One variant of this tactic, attributed to former Denver Broncos head coach Mike Shanahan, is to call time out from the sidelines just before the ball is snapped. This prevents the kicking team from realizing the kick will not count until after the play is over. However, this has the potential to provide the reverse of the intended result: the invalid first kick could miss or be blocked, only to be followed by a successful second kick, or—if the kick is particularly risky—it could give the kicker a "practice kick" that, if successful, could give the kicker even more confidence, as was the case with a 64-yard Jake Bates field goal that the St. Louis Battlehawks unsuccessfully tried to ice in 2024.

==Effectiveness==

A study published in the journal Chance looked at every field-goal attempt made in the 2002 and 2003 NFL seasons, including playoffs, and concluded that, for "pressure kicks", i.e., those made with three minutes or less remaining in the game or overtime period which would tie the game or put the kicking team in the lead, for attempted kicks in the 40–55 yard range, icing the kicker caused the percentage of successful attempts to drop by about ten percent for an average kicker on a sunny day. On shorter kicks, the effect was found to be negligible.
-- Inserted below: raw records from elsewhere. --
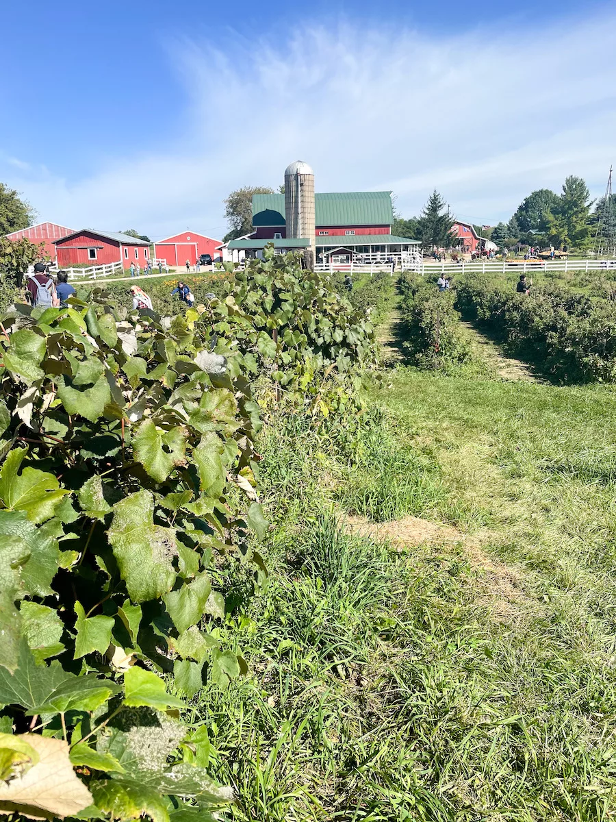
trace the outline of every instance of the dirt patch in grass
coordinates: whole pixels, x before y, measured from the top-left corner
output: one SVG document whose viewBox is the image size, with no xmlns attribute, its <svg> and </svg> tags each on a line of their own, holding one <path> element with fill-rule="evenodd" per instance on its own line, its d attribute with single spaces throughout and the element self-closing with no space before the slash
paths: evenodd
<svg viewBox="0 0 616 822">
<path fill-rule="evenodd" d="M 405 547 L 439 546 L 459 547 L 472 571 L 471 584 L 476 592 L 475 605 L 486 608 L 494 620 L 507 625 L 523 625 L 543 610 L 529 595 L 523 571 L 500 562 L 481 548 L 481 543 L 494 538 L 494 532 L 465 534 L 455 528 L 430 520 L 405 516 L 390 522 L 374 523 L 360 516 L 347 516 L 344 524 L 356 536 L 389 542 L 398 552 Z"/>
</svg>

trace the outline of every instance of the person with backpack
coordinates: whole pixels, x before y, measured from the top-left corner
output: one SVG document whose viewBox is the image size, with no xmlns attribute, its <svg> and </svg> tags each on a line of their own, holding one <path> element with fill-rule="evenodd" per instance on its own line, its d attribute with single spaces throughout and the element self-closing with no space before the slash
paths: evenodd
<svg viewBox="0 0 616 822">
<path fill-rule="evenodd" d="M 149 309 L 149 311 L 152 311 L 152 300 L 143 289 L 140 288 L 139 285 L 131 285 L 130 290 L 132 294 L 133 309 L 139 311 Z"/>
<path fill-rule="evenodd" d="M 68 275 L 66 271 L 57 272 L 56 293 L 57 294 L 57 298 L 60 300 L 60 307 L 62 308 L 67 308 L 67 300 L 71 294 L 75 293 L 75 289 L 68 282 Z"/>
<path fill-rule="evenodd" d="M 192 308 L 195 303 L 195 298 L 191 293 L 191 289 L 186 283 L 179 280 L 177 283 L 177 288 L 173 289 L 171 293 L 171 296 L 172 297 L 173 294 L 177 294 L 182 302 L 186 302 L 189 308 Z"/>
<path fill-rule="evenodd" d="M 30 303 L 34 308 L 39 306 L 53 308 L 60 305 L 56 286 L 47 273 L 47 266 L 44 262 L 34 263 L 34 273 L 28 275 L 26 287 Z"/>
</svg>

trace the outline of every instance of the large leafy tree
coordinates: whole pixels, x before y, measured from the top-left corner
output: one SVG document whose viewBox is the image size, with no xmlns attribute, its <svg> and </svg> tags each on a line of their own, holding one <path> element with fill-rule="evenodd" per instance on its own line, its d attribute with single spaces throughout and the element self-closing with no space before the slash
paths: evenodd
<svg viewBox="0 0 616 822">
<path fill-rule="evenodd" d="M 549 188 L 539 188 L 529 194 L 513 215 L 520 231 L 542 231 L 546 212 L 552 211 L 558 202 L 558 194 L 554 194 Z"/>
<path fill-rule="evenodd" d="M 145 234 L 140 234 L 138 231 L 135 229 L 126 229 L 126 231 L 121 231 L 121 234 L 127 234 L 128 237 L 134 237 L 137 240 L 143 240 L 144 242 L 151 242 L 152 241 Z"/>
<path fill-rule="evenodd" d="M 507 244 L 509 231 L 504 223 L 499 223 L 492 229 L 492 242 L 495 242 L 499 248 L 503 248 Z"/>
<path fill-rule="evenodd" d="M 0 236 L 27 229 L 34 221 L 35 212 L 19 192 L 0 182 Z"/>
<path fill-rule="evenodd" d="M 421 240 L 423 248 L 447 247 L 452 244 L 451 229 L 454 222 L 447 203 L 434 189 L 417 219 L 416 236 Z"/>
<path fill-rule="evenodd" d="M 265 186 L 244 186 L 232 192 L 224 201 L 224 215 L 229 224 L 225 242 L 252 231 L 253 194 L 274 194 L 274 189 Z"/>
</svg>

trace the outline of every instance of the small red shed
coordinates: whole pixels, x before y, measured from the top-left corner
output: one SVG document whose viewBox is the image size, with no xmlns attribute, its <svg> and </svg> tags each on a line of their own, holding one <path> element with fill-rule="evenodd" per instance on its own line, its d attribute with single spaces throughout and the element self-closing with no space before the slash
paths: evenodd
<svg viewBox="0 0 616 822">
<path fill-rule="evenodd" d="M 66 225 L 58 225 L 57 223 L 37 223 L 36 225 L 30 225 L 28 229 L 11 231 L 10 234 L 7 234 L 7 239 L 21 240 L 25 238 L 30 242 L 34 242 L 35 246 L 44 242 L 43 253 L 50 260 L 55 260 L 56 247 L 53 245 L 54 242 L 62 237 L 67 237 L 72 233 L 73 229 L 67 229 Z"/>
<path fill-rule="evenodd" d="M 155 242 L 154 257 L 166 260 L 168 266 L 183 266 L 186 260 L 194 266 L 201 254 L 209 254 L 216 261 L 222 259 L 220 252 L 216 251 L 219 245 L 220 240 L 188 230 Z"/>
<path fill-rule="evenodd" d="M 143 268 L 149 259 L 149 242 L 119 232 L 82 229 L 54 242 L 58 268 L 84 263 L 106 266 L 112 262 L 122 262 L 124 268 L 134 262 Z"/>
</svg>

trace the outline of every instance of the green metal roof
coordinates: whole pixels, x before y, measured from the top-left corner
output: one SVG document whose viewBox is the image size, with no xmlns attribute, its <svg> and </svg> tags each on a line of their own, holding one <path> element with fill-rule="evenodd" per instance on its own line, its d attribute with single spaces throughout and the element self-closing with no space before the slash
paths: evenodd
<svg viewBox="0 0 616 822">
<path fill-rule="evenodd" d="M 307 248 L 308 240 L 232 240 L 229 248 L 264 248 L 269 242 L 274 243 L 274 248 Z M 347 246 L 383 246 L 411 244 L 418 246 L 419 240 L 410 240 L 408 237 L 396 237 L 394 234 L 355 234 L 347 237 L 332 235 L 330 237 L 315 237 L 315 244 L 319 247 L 345 248 Z"/>
<path fill-rule="evenodd" d="M 391 192 L 344 192 L 315 195 L 317 225 L 391 225 Z M 252 224 L 284 225 L 284 194 L 254 194 Z"/>
<path fill-rule="evenodd" d="M 232 251 L 234 248 L 264 248 L 269 242 L 273 242 L 274 248 L 307 248 L 310 245 L 309 240 L 289 238 L 288 240 L 232 240 L 228 247 Z"/>
<path fill-rule="evenodd" d="M 419 240 L 411 240 L 408 237 L 396 237 L 395 234 L 352 234 L 342 236 L 340 234 L 331 234 L 329 237 L 315 238 L 315 244 L 317 246 L 331 246 L 333 247 L 344 248 L 345 246 L 383 246 L 383 245 L 401 245 L 402 243 L 412 243 L 418 246 Z"/>
</svg>

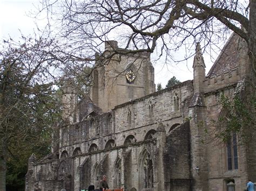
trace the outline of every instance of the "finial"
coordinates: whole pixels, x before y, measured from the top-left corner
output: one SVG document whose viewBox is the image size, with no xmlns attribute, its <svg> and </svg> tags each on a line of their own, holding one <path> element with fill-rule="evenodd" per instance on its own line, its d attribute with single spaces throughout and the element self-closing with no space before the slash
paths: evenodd
<svg viewBox="0 0 256 191">
<path fill-rule="evenodd" d="M 194 58 L 194 63 L 193 64 L 193 68 L 196 66 L 201 66 L 205 68 L 205 65 L 203 58 L 202 52 L 201 51 L 201 46 L 200 43 L 196 44 L 196 55 Z"/>
</svg>

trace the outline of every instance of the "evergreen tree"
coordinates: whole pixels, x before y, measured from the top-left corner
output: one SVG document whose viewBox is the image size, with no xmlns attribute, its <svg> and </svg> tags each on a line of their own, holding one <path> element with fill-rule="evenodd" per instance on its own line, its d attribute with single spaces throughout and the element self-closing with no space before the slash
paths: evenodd
<svg viewBox="0 0 256 191">
<path fill-rule="evenodd" d="M 176 79 L 176 77 L 173 76 L 168 81 L 166 88 L 169 88 L 174 85 L 180 83 L 180 81 Z"/>
</svg>

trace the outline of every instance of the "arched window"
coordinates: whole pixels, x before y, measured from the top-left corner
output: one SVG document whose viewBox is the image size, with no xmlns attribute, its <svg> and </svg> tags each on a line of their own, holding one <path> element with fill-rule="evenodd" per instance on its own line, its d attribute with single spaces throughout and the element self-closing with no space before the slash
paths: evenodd
<svg viewBox="0 0 256 191">
<path fill-rule="evenodd" d="M 58 169 L 58 180 L 64 180 L 66 174 L 69 174 L 69 167 L 65 160 L 60 162 Z"/>
<path fill-rule="evenodd" d="M 60 159 L 68 158 L 68 156 L 69 154 L 68 154 L 68 152 L 66 152 L 66 151 L 63 151 L 62 152 L 62 154 L 60 154 Z"/>
<path fill-rule="evenodd" d="M 178 96 L 177 96 L 177 97 L 176 97 L 176 111 L 179 111 L 179 97 L 178 97 Z"/>
<path fill-rule="evenodd" d="M 152 119 L 154 116 L 154 103 L 150 100 L 149 102 L 149 116 Z"/>
<path fill-rule="evenodd" d="M 95 120 L 93 118 L 92 118 L 91 120 L 91 136 L 96 135 L 96 126 Z"/>
<path fill-rule="evenodd" d="M 73 156 L 78 156 L 81 154 L 81 150 L 80 147 L 77 147 L 73 152 Z"/>
<path fill-rule="evenodd" d="M 116 143 L 113 139 L 109 140 L 109 141 L 106 143 L 105 145 L 105 149 L 111 148 L 116 147 Z"/>
<path fill-rule="evenodd" d="M 153 188 L 153 168 L 152 158 L 147 151 L 143 152 L 140 163 L 140 182 L 141 189 L 143 188 Z"/>
<path fill-rule="evenodd" d="M 114 117 L 110 114 L 109 117 L 109 132 L 114 132 Z"/>
<path fill-rule="evenodd" d="M 128 108 L 128 111 L 127 111 L 127 121 L 128 121 L 129 124 L 131 124 L 132 122 L 132 112 L 130 108 Z"/>
<path fill-rule="evenodd" d="M 98 146 L 95 143 L 93 143 L 91 144 L 91 145 L 90 146 L 89 152 L 93 152 L 93 151 L 98 151 Z"/>
<path fill-rule="evenodd" d="M 226 143 L 227 166 L 228 171 L 238 169 L 237 134 L 232 133 Z"/>
<path fill-rule="evenodd" d="M 179 125 L 180 125 L 179 123 L 176 123 L 174 125 L 172 125 L 171 128 L 170 128 L 169 131 L 168 132 L 170 132 L 171 131 L 173 130 L 176 127 L 179 126 Z"/>
<path fill-rule="evenodd" d="M 224 180 L 225 191 L 230 190 L 230 189 L 228 189 L 228 187 L 230 187 L 230 186 L 229 186 L 229 185 L 233 185 L 233 184 L 234 184 L 234 183 L 235 183 L 234 180 L 233 179 L 228 179 Z"/>
<path fill-rule="evenodd" d="M 173 111 L 179 110 L 179 98 L 177 93 L 174 94 L 173 96 Z"/>
<path fill-rule="evenodd" d="M 99 181 L 100 180 L 100 174 L 99 173 L 99 165 L 98 162 L 97 162 L 93 168 L 93 182 L 94 185 L 98 186 L 99 184 Z"/>
<path fill-rule="evenodd" d="M 155 134 L 156 132 L 157 131 L 155 130 L 151 129 L 146 134 L 144 140 L 153 139 L 156 137 Z"/>
<path fill-rule="evenodd" d="M 114 167 L 114 186 L 115 188 L 121 188 L 122 168 L 121 159 L 118 157 Z"/>
<path fill-rule="evenodd" d="M 226 142 L 225 145 L 226 150 L 225 165 L 227 171 L 238 169 L 238 154 L 237 135 L 235 132 L 232 131 L 230 125 L 230 112 L 228 110 L 223 109 L 220 113 L 218 122 L 217 133 L 224 135 Z"/>
<path fill-rule="evenodd" d="M 136 142 L 136 139 L 132 135 L 130 135 L 126 137 L 124 141 L 124 145 L 126 145 L 130 143 Z"/>
</svg>

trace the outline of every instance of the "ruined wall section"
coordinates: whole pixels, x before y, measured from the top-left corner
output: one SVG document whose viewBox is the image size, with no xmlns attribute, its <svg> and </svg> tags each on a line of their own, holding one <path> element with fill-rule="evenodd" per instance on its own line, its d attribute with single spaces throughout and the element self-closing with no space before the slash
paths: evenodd
<svg viewBox="0 0 256 191">
<path fill-rule="evenodd" d="M 165 190 L 188 190 L 190 175 L 189 121 L 166 135 L 164 154 Z"/>
</svg>

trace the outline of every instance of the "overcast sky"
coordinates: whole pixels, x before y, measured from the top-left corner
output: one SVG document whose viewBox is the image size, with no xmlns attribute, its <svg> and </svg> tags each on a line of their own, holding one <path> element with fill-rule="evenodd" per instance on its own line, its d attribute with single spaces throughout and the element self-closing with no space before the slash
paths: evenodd
<svg viewBox="0 0 256 191">
<path fill-rule="evenodd" d="M 10 36 L 15 39 L 20 36 L 20 30 L 25 35 L 33 33 L 36 28 L 35 20 L 28 15 L 35 11 L 36 8 L 40 6 L 39 0 L 0 0 L 0 38 L 8 38 Z M 46 23 L 46 21 L 44 22 Z M 44 22 L 41 24 L 43 25 Z M 113 39 L 114 40 L 114 39 Z M 182 51 L 173 53 L 182 55 Z M 182 57 L 181 57 L 182 58 Z M 213 65 L 213 61 L 204 56 L 206 65 L 206 73 Z M 153 58 L 152 58 L 153 59 Z M 164 62 L 154 62 L 155 68 L 155 83 L 161 83 L 165 87 L 168 80 L 175 76 L 181 81 L 193 79 L 193 58 L 183 63 L 166 66 Z M 207 73 L 206 73 L 207 74 Z"/>
</svg>

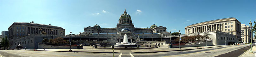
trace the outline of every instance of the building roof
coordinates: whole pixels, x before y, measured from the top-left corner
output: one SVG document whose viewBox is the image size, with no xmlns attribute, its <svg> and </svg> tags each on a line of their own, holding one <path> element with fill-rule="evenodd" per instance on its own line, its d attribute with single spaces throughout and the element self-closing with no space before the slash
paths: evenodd
<svg viewBox="0 0 256 57">
<path fill-rule="evenodd" d="M 196 23 L 196 24 L 192 24 L 192 25 L 189 25 L 189 26 L 187 26 L 185 27 L 185 28 L 186 27 L 191 27 L 191 26 L 193 26 L 193 25 L 197 25 L 200 24 L 202 24 L 203 23 L 208 23 L 211 22 L 213 22 L 214 21 L 222 21 L 222 20 L 229 20 L 229 19 L 232 20 L 232 19 L 234 19 L 235 20 L 237 21 L 240 24 L 241 24 L 241 23 L 239 21 L 238 21 L 238 20 L 236 19 L 235 18 L 234 18 L 234 17 L 229 17 L 229 18 L 222 18 L 222 19 L 216 19 L 216 20 L 210 20 L 210 21 L 207 21 L 199 22 L 199 23 Z"/>
<path fill-rule="evenodd" d="M 64 29 L 63 28 L 59 27 L 58 26 L 50 25 L 50 24 L 49 25 L 47 25 L 35 23 L 28 23 L 24 22 L 14 22 L 9 27 L 9 28 L 8 28 L 8 29 L 9 29 L 9 28 L 10 28 L 10 27 L 14 25 L 30 25 L 34 26 L 39 26 L 48 27 L 52 28 L 57 28 L 61 29 Z"/>
</svg>

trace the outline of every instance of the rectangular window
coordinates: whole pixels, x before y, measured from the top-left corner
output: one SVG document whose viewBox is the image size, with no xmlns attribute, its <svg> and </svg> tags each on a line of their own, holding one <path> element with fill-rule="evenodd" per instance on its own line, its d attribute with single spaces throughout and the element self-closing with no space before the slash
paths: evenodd
<svg viewBox="0 0 256 57">
<path fill-rule="evenodd" d="M 220 39 L 220 36 L 218 36 L 218 40 Z"/>
</svg>

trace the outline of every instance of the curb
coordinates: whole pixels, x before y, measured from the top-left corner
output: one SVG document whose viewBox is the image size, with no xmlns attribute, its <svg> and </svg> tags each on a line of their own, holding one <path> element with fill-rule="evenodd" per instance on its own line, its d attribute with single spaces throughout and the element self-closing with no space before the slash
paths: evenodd
<svg viewBox="0 0 256 57">
<path fill-rule="evenodd" d="M 254 46 L 252 47 L 254 47 L 253 48 L 255 48 L 255 46 L 256 46 L 256 45 L 255 45 Z M 242 55 L 239 55 L 239 56 L 238 56 L 238 57 L 243 57 L 244 56 L 244 55 L 246 55 L 246 54 L 247 54 L 247 53 L 249 53 L 249 52 L 250 52 L 250 50 L 251 50 L 250 49 L 248 50 L 247 50 L 247 51 L 246 51 L 243 53 L 243 54 L 242 54 Z"/>
<path fill-rule="evenodd" d="M 230 46 L 230 45 L 226 45 L 226 46 L 222 46 L 210 47 L 207 47 L 207 48 L 198 48 L 198 49 L 185 49 L 185 50 L 168 50 L 168 51 L 148 51 L 148 52 L 133 52 L 133 53 L 158 53 L 158 52 L 169 52 L 169 51 L 184 51 L 184 50 L 195 50 L 195 49 L 205 49 L 205 48 L 214 48 L 214 47 L 220 47 L 225 46 Z"/>
<path fill-rule="evenodd" d="M 27 51 L 34 51 L 34 50 L 24 50 Z M 92 51 L 50 51 L 50 50 L 37 50 L 38 51 L 54 51 L 54 52 L 86 52 L 86 53 L 113 53 L 113 52 L 92 52 Z M 114 52 L 115 53 L 118 53 L 118 52 Z"/>
</svg>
However, the statistical significance of the difference found - which amounted to four kicks out of 39 attempts - has been questioned, and a different review of "pressure kicks" (defined as above except within two minutes, not three) in the NFL regular season from 1991 to 2005 showed an insignificant difference between non-iced kicks (457 out of 637, or 71.7%) and iced kicks (152 out of 211, or 72.0%).

==In other sports==
A similar tactic is also common in basketball, known as icing the shooter. A team may call a timeout just before the opposing team's free-throw shooter is given the ball on the final free throw, in an attempt to disrupt the shooter, typically if a missed free throw allows for the calling team to either have a chance to win the game with a successful field goal, or allows the calling team to preserve a lead.